1.2. Die für die vorliegende Rechtssache maßgebenden - und im angefochtenen Umfang unterstrichenen - Bestimmungen des VII. Hauptstücks der NO über Notariatskandidaten und Notariatssubstituten lauten in ihrem Zusammenhang:
"§117 (1) Der Notar kann in seiner Kanzlei Angestellte unter seiner Leitung und Aufsicht zum Notariat heranbilden.
(2) Notariatskandidaten sind diese Angestellten nur, wenn sie in das bei der Notariatskammer geführte Verzeichnis der Notariatskandidaten eingetragen sind. Die Eintragung ist auf Anzeige des Notars vorzunehmen, wenn die Voraussetzungen hiefür gegeben sind.
...
§117 a (1) Die Notariatskammer hat ein Verzeichnis über sämtliche Notariatskandidaten ihres Sprengels zu führen.
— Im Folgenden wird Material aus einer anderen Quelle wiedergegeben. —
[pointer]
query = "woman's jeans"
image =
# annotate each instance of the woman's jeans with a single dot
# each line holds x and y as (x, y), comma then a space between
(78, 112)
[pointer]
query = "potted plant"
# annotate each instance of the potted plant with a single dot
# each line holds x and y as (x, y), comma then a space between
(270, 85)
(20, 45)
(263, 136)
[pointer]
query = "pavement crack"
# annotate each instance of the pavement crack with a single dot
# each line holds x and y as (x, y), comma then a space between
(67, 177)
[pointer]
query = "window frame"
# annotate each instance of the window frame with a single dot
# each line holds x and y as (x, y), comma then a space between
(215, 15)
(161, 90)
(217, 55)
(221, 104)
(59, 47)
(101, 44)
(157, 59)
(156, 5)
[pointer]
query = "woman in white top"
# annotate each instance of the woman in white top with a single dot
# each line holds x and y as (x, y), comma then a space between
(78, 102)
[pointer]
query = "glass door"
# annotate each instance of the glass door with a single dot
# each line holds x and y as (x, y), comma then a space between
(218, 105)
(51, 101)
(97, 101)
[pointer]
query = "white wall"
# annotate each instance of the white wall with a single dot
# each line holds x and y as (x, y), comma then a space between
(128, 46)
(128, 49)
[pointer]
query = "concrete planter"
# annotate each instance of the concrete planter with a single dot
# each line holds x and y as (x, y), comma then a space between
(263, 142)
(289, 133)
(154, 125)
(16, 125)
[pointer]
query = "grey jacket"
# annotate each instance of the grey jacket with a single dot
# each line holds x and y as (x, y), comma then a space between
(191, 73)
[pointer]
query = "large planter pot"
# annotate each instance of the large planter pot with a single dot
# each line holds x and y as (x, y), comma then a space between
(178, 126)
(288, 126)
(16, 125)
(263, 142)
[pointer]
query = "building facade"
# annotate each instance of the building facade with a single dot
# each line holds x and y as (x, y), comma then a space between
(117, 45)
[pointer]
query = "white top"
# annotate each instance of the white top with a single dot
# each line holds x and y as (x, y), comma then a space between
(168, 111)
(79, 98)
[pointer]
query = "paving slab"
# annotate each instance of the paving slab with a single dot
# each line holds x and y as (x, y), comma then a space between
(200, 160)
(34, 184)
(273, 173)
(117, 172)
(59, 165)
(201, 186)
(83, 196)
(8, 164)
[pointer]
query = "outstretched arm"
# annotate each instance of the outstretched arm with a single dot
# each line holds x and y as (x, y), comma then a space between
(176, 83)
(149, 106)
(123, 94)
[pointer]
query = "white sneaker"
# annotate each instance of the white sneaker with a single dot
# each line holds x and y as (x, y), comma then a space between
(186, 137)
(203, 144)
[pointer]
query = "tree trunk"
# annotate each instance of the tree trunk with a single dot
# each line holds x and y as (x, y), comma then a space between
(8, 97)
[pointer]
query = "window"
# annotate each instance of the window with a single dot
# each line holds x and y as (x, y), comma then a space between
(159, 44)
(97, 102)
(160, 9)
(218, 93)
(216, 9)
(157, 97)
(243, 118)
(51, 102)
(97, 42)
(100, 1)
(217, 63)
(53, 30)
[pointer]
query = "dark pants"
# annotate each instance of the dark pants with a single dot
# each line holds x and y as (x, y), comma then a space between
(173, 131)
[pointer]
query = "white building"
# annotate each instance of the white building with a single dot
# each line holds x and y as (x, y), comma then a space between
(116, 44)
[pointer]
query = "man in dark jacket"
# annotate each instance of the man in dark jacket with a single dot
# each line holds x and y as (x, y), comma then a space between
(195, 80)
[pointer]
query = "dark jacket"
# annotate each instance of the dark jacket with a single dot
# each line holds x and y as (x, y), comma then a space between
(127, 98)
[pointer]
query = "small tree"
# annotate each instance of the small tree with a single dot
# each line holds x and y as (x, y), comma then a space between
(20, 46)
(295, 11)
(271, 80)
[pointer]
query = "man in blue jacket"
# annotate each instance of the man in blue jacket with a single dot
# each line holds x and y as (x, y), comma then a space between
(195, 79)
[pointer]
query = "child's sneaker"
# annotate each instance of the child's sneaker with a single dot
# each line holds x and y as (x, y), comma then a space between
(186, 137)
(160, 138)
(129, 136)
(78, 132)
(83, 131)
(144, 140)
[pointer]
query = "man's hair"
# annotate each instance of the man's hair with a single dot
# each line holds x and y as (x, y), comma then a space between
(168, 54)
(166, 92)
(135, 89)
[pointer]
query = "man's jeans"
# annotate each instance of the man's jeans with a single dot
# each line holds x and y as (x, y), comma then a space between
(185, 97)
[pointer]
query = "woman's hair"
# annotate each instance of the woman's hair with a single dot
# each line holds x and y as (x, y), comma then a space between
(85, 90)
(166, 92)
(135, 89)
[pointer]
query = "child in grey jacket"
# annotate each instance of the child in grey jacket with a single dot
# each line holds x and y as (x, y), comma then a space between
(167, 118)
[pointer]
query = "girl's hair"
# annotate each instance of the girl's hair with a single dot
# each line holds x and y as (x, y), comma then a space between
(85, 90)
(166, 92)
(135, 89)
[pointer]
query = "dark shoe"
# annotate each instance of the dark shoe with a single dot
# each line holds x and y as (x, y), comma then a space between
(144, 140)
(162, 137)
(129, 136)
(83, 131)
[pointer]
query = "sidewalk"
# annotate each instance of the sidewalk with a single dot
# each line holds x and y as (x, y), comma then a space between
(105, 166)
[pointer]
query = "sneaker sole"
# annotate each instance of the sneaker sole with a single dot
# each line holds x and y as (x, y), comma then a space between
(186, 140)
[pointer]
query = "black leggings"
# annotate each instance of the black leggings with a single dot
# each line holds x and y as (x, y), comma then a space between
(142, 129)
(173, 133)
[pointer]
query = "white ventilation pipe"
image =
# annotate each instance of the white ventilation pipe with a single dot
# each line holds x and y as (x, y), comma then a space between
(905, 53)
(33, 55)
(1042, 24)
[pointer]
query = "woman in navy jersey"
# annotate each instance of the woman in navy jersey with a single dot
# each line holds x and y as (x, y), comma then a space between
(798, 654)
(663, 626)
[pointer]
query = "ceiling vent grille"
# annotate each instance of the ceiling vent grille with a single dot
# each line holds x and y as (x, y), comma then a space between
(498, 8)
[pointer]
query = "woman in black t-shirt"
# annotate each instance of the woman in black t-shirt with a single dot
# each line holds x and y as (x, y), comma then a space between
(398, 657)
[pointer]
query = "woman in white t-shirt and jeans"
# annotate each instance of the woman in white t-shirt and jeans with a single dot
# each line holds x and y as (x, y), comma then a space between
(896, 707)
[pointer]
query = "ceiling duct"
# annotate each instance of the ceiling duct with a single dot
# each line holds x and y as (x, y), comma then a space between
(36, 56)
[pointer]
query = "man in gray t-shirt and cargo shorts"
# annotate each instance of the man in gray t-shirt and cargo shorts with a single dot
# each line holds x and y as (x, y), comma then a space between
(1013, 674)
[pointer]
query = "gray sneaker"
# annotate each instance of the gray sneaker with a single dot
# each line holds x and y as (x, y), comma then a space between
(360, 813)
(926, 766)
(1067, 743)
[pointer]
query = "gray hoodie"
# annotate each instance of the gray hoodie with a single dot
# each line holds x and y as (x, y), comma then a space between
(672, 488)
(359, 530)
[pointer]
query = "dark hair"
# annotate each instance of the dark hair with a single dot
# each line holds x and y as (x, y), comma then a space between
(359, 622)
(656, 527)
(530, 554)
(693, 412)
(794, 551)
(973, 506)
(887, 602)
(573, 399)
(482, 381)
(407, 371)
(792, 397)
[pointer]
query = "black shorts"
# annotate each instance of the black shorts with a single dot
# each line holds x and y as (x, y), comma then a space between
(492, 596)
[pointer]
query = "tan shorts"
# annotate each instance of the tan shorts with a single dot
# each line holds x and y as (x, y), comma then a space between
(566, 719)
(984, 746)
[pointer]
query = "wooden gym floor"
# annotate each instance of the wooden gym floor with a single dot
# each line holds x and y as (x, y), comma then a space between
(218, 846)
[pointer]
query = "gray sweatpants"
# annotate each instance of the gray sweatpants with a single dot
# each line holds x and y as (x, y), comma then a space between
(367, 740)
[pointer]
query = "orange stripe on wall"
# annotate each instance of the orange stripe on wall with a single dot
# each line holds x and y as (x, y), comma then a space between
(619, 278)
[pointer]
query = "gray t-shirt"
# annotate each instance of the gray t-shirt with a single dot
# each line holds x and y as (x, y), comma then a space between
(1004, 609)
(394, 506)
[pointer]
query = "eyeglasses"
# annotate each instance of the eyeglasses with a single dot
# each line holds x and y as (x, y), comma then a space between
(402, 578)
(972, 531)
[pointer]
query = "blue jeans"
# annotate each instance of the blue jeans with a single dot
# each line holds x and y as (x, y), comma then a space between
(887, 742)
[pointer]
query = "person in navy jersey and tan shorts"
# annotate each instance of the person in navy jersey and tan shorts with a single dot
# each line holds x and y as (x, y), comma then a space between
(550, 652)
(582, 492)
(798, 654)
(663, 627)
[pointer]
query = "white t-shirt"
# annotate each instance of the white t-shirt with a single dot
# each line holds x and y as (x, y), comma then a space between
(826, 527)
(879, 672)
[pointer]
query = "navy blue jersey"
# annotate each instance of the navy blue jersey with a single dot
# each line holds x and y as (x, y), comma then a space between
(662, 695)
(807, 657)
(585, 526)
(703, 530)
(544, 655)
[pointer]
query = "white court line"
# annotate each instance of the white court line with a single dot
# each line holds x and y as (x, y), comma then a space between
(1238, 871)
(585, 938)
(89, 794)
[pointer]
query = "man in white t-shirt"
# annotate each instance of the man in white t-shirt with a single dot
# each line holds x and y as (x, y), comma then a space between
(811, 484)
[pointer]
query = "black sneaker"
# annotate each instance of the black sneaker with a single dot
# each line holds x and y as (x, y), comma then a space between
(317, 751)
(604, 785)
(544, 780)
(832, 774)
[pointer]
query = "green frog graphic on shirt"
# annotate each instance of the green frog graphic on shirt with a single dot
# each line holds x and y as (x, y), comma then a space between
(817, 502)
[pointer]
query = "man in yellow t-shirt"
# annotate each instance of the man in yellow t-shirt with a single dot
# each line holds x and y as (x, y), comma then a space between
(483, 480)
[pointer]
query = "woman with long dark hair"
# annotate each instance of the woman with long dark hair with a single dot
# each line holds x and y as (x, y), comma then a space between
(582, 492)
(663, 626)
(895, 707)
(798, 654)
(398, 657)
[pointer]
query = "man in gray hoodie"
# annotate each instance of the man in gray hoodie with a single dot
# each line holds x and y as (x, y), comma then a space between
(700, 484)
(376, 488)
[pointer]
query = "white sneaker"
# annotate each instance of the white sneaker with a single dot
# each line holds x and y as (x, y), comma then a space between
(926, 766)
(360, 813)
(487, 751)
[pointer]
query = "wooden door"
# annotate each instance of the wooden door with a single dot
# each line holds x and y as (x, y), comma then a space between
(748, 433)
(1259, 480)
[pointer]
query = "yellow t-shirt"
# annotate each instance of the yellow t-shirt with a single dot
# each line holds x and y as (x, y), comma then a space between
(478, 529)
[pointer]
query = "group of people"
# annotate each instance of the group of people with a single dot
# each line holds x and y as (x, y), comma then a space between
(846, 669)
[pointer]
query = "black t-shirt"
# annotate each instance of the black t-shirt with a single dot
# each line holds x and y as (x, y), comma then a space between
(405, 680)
(2) Auf die Anzeige des Notars (§117 Abs2) darf als Notariatskandidat in dieses Verzeichnis nur eingetragen werden, wer nachweist, daß er österreichischer Staatsbürger und von ehrenhaftem Vorleben ist, das Studium der Rechtswissenschaften im Sinn des §6 Abs1 litb zurückgelegt und mindestens neun Monate bei einem inländischen Gericht in rechtsberuflicher Tätigkeit verbracht hat. Außerdem darf er an dem Tag, mit dem seine erstmalige Eintragung wirksam würde, das 35. Lebensjahr nicht vollendet haben; eine neuerliche Eintragung in ein Verzeichnis nach dem 35. Lebensjahr ist nur zulässig, wenn der Betreffende bereits insgesamt mindestens ein Jahr als Notariatskandidat in einem Verzeichnis eingetragen gewesen ist. Der Nachweis der mindestens neunmonatigen Gerichtspraxis ist nur bei der erstmaligen Eintragung zu erbringen.
(3) Auch bei Vorliegen der Voraussetzungen des Abs2 kann die Eintragung aus einem wichtigen Grund verweigert werden; solche sind besonders mangelnde Vertrauenswürdigkeit, anstößiger oder liederlicher Lebenswandel; zerrüttete Vermögensverhältnisse oder unzureichende Ausbildungsmöglichkeit.
(4) Über die Eintragung hat die Notariatskammer zu entscheiden. Soll die Eintragung verweigert werden, so hat die Notariatskammer den Bewerber und den Notar zu hören. Gegen die Entscheidung über die Eintragung steht sowohl dem Bewerber als auch dem anzeigenden Notar die Berufung (§138) zu."
1.3. Die Bundesregierung erstattete eine Äußerung, in der sie für die Zurückweisung, in eventu für die Abweisung des Antrags eintrat.
2. Über den Antrag wurde erwogen:
2.1. Gemäß Art140 Abs1 letzter Satz B-VG erkennt der Verfassungsgerichtshof "über Verfassungswidrigkeit von Gesetzen auf Antrag einer Person, die unmittelbar durch diese Verfassungswidrigkeit in ihren Rechten verletzt zu sein behauptet, sofern das Gesetz ohne Fällung einer gerichtlichen Entscheidung oder ohne Erlassung eines Bescheids für diese Person wirksam geworden ist ...". Ein solcher Antrag hat gemäß §62 Abs1 zweiter Satz VerfGG 1953 die gegen die Verfassungsmäßigkeit des Gesetzes sprechenden Bedenken im einzelnen darzulegen. Weiters ist darin (auch) darzutun, inwieweit das Gesetz ohne Fällung einer gerichtlichen Entscheidung oder ohne Erlassung eines Bescheids für diese Person tatsächlich wirksam wurde (§62 Abs1 letzter Satz VerfGG 1953).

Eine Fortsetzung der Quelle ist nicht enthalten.